Keep your source code SIMPLE

Kevin Goslar
Nov 9 · 9 min read

As software developers, we are fortunate to have many useful best practices for productive and fun coding, like the SOLID principles, GRASP patterns, or STUPID anti-patterns. These principles are timeless and apply to many forms of coding, no matter which programming paradigm or language you use.

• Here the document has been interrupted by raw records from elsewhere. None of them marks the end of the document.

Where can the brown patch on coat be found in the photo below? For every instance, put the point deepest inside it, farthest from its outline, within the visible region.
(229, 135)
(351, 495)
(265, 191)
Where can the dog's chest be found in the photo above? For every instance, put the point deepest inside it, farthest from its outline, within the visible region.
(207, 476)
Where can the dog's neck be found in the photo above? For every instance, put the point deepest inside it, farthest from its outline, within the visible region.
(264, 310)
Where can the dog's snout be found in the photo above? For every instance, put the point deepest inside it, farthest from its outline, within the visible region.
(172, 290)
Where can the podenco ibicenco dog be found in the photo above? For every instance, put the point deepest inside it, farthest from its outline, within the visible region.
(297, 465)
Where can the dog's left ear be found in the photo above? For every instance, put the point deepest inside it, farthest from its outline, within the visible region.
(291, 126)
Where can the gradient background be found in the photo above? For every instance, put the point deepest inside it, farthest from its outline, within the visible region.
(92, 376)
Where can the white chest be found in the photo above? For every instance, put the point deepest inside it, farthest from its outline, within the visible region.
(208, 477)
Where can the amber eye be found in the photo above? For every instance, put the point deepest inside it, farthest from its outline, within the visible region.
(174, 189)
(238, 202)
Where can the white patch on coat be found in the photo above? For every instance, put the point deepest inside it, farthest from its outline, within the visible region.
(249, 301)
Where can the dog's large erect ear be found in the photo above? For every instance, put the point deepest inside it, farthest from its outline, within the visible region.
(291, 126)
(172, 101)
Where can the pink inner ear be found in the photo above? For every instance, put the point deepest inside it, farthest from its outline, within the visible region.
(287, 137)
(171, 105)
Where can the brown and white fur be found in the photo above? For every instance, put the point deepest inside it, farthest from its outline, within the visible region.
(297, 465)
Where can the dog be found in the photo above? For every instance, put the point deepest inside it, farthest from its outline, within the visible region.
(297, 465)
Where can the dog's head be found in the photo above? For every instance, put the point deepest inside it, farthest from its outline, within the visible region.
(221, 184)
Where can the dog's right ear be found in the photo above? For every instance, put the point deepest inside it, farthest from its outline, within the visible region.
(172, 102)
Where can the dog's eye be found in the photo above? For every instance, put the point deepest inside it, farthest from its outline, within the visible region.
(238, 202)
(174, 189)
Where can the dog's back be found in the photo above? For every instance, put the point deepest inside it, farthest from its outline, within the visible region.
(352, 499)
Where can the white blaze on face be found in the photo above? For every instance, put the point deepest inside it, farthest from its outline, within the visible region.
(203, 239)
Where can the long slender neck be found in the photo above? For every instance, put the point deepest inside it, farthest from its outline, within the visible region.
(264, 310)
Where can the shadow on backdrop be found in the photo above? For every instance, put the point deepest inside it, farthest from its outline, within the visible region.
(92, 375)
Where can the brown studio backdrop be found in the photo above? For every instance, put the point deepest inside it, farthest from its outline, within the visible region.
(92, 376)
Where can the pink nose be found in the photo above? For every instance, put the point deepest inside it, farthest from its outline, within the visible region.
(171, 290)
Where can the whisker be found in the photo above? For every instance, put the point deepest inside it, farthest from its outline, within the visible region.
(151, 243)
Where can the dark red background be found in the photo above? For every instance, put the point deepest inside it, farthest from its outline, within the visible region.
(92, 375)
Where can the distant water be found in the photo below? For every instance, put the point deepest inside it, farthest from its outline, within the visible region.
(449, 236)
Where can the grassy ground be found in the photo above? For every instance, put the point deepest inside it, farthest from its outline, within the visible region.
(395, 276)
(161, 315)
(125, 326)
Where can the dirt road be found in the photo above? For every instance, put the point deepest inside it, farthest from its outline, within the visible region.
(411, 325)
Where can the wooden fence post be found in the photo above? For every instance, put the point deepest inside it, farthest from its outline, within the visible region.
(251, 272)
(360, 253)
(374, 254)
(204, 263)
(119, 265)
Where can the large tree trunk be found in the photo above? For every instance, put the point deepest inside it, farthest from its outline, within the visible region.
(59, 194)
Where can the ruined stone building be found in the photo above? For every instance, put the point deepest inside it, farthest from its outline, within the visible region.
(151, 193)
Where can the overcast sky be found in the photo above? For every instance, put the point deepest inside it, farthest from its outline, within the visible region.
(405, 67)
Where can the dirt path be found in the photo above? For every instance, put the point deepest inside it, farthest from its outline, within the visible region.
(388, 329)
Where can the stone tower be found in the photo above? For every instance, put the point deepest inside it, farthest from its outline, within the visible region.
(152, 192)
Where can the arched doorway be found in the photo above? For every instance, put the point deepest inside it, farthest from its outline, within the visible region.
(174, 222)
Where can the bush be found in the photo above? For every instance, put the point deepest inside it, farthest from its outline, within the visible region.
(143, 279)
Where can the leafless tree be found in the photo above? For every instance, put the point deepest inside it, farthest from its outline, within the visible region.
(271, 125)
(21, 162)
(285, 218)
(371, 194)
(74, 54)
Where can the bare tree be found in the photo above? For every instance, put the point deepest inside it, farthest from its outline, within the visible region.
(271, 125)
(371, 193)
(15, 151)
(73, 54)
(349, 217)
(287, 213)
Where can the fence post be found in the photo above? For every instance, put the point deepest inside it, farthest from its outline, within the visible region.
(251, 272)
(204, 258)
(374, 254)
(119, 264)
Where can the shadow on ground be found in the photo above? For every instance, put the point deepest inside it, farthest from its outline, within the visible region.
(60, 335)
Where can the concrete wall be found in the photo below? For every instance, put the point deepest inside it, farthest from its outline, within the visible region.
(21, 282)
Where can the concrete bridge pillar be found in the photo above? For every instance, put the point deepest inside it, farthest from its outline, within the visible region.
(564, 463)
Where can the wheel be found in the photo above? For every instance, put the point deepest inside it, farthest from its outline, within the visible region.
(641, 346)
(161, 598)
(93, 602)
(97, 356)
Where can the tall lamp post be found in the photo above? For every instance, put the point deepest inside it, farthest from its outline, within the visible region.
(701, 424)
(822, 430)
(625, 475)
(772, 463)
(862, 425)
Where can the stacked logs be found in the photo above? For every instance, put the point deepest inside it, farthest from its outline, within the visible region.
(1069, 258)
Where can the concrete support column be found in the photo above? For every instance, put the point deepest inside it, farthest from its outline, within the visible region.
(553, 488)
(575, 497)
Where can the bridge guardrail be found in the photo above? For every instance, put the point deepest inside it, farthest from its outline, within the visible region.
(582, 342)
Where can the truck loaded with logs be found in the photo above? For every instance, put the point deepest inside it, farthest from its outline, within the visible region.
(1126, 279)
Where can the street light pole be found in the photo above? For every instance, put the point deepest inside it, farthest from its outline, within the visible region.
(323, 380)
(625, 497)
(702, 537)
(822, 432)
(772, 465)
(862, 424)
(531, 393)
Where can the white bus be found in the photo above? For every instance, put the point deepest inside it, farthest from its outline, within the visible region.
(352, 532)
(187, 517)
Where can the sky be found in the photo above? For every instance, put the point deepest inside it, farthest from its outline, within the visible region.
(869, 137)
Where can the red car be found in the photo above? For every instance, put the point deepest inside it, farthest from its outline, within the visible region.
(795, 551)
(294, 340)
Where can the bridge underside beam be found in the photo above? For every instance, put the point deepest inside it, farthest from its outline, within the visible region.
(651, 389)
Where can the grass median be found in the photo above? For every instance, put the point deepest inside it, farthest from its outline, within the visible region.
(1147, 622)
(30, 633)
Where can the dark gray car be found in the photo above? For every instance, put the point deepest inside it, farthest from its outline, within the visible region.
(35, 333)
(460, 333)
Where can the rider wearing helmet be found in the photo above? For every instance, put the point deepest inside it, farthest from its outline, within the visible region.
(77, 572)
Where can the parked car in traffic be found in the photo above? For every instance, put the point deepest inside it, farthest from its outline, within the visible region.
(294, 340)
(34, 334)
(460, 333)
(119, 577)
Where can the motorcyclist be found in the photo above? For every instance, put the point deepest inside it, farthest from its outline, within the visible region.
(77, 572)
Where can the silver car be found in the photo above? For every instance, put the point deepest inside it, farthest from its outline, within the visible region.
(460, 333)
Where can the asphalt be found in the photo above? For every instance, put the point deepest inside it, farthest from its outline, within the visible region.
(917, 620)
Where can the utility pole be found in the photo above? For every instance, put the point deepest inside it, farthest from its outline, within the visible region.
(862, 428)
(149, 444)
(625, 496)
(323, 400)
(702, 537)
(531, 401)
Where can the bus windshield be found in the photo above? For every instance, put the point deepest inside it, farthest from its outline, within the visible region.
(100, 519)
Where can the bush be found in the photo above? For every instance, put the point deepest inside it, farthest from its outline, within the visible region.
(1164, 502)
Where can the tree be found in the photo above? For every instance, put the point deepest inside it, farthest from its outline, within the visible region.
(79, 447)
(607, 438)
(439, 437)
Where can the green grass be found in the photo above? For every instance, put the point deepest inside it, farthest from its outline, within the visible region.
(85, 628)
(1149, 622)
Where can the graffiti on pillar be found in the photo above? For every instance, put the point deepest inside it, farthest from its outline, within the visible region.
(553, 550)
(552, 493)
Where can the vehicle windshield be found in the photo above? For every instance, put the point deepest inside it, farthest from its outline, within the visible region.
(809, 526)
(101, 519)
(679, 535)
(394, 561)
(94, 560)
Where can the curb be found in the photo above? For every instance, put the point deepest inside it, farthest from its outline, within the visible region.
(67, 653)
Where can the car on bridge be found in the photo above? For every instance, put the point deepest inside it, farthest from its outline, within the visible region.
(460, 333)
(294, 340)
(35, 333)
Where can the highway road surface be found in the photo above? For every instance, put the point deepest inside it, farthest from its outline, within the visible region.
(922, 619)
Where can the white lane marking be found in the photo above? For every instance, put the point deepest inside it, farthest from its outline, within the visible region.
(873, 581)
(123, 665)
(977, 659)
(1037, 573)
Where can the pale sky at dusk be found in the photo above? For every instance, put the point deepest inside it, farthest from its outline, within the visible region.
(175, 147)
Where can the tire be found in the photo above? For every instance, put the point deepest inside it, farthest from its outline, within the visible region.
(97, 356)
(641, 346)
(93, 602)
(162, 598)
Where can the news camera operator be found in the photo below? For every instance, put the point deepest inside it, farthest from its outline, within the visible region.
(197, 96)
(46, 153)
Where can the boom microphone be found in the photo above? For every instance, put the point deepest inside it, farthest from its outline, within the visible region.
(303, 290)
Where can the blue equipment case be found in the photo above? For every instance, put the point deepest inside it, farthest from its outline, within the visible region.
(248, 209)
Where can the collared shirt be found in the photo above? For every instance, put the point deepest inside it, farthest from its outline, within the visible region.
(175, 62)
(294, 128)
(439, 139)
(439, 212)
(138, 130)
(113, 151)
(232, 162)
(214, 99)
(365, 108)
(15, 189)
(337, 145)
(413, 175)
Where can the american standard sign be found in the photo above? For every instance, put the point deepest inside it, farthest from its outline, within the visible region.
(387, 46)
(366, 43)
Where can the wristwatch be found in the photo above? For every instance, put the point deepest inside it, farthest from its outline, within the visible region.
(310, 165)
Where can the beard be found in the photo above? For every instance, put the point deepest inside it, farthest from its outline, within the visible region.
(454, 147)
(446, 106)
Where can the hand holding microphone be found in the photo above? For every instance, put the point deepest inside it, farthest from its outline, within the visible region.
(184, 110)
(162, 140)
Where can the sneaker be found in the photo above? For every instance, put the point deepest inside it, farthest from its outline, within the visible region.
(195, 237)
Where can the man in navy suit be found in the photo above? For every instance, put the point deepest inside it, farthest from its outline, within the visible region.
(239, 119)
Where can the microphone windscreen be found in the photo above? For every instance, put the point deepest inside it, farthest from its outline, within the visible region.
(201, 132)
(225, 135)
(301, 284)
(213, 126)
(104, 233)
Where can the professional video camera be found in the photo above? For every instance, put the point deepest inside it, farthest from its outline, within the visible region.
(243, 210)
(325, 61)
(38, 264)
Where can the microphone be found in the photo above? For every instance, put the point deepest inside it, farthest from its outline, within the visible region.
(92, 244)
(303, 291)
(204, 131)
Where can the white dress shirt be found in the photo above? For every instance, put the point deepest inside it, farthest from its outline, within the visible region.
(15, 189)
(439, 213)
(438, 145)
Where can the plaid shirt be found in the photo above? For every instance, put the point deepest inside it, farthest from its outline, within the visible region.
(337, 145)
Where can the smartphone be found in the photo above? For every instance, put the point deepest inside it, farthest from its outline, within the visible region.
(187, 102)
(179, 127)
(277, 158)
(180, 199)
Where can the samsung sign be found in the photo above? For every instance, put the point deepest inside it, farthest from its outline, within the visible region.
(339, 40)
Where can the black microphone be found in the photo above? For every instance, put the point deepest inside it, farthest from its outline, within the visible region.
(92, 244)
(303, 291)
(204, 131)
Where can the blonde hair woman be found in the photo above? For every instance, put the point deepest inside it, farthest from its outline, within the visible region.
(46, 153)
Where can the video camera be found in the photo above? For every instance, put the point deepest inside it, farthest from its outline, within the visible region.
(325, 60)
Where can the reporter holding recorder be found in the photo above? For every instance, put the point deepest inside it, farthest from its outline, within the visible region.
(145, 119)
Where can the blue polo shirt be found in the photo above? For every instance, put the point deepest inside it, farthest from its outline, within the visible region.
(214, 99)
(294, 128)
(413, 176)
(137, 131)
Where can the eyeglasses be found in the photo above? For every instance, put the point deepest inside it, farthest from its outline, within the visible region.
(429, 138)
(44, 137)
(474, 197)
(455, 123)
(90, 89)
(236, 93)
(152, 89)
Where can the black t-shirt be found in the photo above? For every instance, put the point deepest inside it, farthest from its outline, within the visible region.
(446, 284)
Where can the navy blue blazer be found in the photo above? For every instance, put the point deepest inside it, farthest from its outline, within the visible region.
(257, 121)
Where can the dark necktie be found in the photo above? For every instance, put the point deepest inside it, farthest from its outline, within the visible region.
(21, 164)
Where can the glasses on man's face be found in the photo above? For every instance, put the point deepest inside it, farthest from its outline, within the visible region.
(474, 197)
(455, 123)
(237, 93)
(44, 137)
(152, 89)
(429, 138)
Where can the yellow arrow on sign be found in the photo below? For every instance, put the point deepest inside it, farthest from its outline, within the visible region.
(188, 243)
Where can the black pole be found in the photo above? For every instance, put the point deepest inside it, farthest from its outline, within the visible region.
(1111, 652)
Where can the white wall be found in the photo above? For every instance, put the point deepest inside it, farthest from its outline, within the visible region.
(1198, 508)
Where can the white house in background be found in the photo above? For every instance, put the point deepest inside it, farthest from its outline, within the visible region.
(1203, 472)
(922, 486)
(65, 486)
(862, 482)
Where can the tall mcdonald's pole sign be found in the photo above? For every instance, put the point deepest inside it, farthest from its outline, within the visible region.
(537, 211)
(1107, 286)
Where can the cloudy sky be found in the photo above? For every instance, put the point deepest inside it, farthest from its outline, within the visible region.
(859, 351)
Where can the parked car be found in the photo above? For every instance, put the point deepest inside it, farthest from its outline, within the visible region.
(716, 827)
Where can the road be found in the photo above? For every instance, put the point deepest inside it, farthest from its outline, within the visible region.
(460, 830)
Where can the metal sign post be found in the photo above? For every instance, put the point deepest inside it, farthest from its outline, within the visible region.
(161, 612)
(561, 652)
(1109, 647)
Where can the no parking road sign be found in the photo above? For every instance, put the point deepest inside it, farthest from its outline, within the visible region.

Here are a few more that I have found useful to keep the process of developing, maintaining, and evolving software over a long time simple and easy. They are aptly named the SIMPLE principles:

  • Strong data types: model your data precise enough for your domain
  • Immutability: limit mutability where possible
  • Misuse-proof APIs: make it impossible to use your interfaces the wrong way
  • Pure code: separate business logic from side-effects
  • Lean components: keep all parts of your architecture small and focused
  • Expressive errors: provide helpful error messages

Before we get started, let’s remember Uncle Bob’s wise words about such principles:

They are not rules, laws, nor perfect truths. They are statements on the order of “an apple a day keeps the doctor away”. They give a name to a concept so that we can talk and reason about it. They provide a place to hang the feelings we have about good and bad code. They attempt to categorize those feelings into concrete advice.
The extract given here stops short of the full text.